2018 International Conference on Advances in Computing, Communications and Informatics (ICACCI) (2018)

URL:

https://ieeexplore.ieee.org/stamp/stamp.jsp?tp=&arnumber=8554758&tag=1

Keywords:

active newton set algorithm, ASNA, Buildings, classification method, clean speech, Dictionaries, dictionary atoms, Dictionary learning, dictionary learning algorithms, Distortion, Encoding, Fourier transforms, k-mediod, K-Medoid, learning (artificial intelligence), Machine learning, Matrix decomposition, Newton method, noise dictionaries, noisy speech, nonzero weights, optimal considering tradeoff, short-term fourier transform, signal classification, signal recovery, signal-distortion-ratio, signal-to-noise ratio, sNMF, SNR, sparse coding algorithms, sparse NMF, Speech recognition, speech recognition task, speech templates, spoken word recognition task, STFT features, sup NMF, supervised nonnegative matrix factorization, Task analysis, template based recognition, Training, word class, word templates

Abstract:

In this paper, different dictionary learning and sparse coding algorithms are studied namely k-medoid, sparse non-negative matrix factorization (sNMF), active newton set algorithm (ASNA) and supervised non-negative matrix factorization (sup. NMF) for spoken word recognition task. The number of dictionary atoms per word class determined as 100 based on our proposed approach is empirically verified to be optimal considering tradeoff between accuracy and time of computation. The recognition task involved classification (matching) of sparsely coded word templates generated using learned dictionaries. A classification method based on the sum of non-zero weights of the coded representation is proposed for word recognition. The method does not require building class specific models making it apt for template based recognition.
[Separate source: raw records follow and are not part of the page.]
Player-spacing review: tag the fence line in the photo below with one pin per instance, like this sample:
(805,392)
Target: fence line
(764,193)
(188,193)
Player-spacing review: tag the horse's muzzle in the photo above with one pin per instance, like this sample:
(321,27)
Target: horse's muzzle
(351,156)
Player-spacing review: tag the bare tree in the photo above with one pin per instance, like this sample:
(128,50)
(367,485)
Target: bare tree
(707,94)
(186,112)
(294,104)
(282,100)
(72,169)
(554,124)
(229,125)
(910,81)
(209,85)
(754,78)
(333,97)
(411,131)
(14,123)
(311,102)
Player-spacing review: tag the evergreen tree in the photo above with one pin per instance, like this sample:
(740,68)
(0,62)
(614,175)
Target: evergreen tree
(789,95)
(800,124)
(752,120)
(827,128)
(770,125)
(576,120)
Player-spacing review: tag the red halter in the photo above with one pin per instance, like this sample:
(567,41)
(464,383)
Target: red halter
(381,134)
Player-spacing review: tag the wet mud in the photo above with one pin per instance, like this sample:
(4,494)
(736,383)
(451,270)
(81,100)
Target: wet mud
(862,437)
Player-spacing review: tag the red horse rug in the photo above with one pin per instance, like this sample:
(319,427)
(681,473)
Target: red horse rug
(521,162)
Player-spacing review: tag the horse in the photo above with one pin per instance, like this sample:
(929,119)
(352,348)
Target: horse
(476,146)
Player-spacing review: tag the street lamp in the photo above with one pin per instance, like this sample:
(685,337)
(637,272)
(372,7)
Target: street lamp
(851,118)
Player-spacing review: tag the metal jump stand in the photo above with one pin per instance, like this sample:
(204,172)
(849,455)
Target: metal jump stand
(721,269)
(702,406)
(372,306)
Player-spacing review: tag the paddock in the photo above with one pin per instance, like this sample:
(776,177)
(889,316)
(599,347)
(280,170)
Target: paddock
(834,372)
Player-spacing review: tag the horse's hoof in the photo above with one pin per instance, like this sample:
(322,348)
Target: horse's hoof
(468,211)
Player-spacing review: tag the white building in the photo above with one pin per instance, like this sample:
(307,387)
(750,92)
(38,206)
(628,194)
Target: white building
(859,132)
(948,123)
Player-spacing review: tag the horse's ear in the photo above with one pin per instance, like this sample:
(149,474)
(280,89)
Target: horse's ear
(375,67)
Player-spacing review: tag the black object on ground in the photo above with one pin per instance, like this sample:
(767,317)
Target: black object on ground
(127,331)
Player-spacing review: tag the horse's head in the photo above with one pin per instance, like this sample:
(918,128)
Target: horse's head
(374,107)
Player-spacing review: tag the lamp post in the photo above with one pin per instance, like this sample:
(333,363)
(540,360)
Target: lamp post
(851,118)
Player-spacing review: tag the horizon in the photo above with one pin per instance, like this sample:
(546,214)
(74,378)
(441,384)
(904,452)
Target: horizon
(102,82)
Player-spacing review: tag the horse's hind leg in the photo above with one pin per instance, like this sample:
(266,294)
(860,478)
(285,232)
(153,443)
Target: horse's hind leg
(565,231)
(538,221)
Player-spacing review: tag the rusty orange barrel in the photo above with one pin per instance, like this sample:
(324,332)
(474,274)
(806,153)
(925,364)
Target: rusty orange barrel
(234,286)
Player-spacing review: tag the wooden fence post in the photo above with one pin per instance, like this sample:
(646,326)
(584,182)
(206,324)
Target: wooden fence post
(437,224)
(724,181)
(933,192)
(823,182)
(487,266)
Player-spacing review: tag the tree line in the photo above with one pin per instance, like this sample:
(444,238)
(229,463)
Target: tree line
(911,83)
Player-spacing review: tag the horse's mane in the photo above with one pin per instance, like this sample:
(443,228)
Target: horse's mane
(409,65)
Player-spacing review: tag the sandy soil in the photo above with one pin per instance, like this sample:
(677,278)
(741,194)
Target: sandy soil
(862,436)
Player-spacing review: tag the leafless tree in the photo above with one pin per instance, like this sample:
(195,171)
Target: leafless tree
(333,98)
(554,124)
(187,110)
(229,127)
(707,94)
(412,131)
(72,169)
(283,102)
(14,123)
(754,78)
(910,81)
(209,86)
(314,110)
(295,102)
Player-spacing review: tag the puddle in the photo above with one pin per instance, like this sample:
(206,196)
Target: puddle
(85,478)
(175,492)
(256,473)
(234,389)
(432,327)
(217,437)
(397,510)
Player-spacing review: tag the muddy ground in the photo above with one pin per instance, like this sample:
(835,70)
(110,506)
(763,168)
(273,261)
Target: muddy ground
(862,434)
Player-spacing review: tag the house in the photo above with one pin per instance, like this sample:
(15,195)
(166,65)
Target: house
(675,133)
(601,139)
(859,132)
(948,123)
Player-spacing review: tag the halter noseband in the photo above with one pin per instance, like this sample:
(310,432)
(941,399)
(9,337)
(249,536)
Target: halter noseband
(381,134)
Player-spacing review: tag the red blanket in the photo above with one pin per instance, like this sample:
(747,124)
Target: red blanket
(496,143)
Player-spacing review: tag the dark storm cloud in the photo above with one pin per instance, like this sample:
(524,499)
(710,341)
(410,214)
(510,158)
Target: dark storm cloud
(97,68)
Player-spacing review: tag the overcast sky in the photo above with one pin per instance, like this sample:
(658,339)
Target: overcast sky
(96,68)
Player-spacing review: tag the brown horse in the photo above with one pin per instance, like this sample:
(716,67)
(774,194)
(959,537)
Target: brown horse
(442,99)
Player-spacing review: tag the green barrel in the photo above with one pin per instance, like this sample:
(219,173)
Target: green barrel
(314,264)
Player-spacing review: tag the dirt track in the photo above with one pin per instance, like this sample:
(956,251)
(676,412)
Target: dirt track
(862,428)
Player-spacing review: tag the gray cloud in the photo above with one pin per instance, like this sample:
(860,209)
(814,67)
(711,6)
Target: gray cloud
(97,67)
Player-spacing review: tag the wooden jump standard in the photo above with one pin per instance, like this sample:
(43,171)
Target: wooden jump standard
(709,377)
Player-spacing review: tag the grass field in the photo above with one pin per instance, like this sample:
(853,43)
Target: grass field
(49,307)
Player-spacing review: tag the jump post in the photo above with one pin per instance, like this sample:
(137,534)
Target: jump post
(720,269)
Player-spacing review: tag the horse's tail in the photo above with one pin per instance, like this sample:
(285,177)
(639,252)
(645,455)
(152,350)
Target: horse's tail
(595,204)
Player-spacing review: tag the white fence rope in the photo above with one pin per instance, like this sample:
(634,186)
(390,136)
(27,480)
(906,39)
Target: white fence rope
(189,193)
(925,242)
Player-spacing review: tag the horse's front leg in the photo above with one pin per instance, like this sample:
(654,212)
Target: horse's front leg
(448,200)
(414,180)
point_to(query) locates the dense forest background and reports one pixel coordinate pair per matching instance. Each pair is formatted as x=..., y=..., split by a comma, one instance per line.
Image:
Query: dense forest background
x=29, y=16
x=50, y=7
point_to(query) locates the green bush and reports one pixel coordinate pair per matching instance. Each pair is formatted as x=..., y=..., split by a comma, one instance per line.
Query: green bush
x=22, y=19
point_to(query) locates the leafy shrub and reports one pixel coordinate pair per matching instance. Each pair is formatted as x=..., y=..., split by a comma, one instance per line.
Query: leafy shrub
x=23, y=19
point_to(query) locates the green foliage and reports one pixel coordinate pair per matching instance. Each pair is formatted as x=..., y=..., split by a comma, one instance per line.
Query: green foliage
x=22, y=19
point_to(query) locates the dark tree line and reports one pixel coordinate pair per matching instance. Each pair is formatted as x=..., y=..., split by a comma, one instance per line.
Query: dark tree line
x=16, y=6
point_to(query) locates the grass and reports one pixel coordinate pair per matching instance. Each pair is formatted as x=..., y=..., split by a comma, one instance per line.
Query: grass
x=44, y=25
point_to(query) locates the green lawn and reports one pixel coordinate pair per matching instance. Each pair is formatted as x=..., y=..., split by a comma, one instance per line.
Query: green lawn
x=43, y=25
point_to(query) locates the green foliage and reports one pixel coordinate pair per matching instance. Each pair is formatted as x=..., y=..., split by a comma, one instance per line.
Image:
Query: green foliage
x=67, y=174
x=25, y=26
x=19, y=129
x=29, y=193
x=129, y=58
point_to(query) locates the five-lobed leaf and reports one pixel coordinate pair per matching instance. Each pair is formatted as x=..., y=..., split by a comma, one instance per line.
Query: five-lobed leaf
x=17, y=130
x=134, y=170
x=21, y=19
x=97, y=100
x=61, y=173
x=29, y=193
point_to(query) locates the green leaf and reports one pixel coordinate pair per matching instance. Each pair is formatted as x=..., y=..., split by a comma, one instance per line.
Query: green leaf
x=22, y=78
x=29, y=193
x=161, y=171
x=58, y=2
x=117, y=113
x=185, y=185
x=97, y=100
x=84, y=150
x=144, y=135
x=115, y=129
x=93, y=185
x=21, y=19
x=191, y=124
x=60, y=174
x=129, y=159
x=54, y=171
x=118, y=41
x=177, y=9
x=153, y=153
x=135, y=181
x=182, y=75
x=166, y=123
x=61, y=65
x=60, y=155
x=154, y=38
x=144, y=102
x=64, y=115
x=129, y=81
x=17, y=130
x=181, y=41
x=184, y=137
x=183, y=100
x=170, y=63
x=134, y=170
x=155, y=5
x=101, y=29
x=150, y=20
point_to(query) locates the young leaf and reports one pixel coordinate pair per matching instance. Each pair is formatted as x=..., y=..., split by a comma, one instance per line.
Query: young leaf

Moreover, it does not require signal recovery unlike most of the existing template based methods that performs matching on templates derived from recovered signal. The representation generated using magnitude short-term fourier transform (STFT) features, sNMF for dictionary learning and sup. NMF for sparse coding in conjunction with our proposed method of classification is found to exhibit an accuracy of 88.82% on clean speech, the highest among those studied. This outperformed the accuracy figures of the corresponding methods based on signal recovery such as signal-distortion-ratio. For noisy speech at different signal-to-noise ratio (SNR) levels, the combined dictionary comprising of separately trained speech and noise dictionaries provided the best recognition accuracy of 35.5% at zero dB SNR.

Cite this Research Publication

K. S. Kiran, Mandal, A., Kumar, K. R. Prasann, Mitra, P., and S. Veni, “A Comparative Study of Dictionary Learning Algorithms on Speech Recognition Task”, in 2018 International Conference on Advances in Computing, Communications and Informatics (ICACCI), 2018.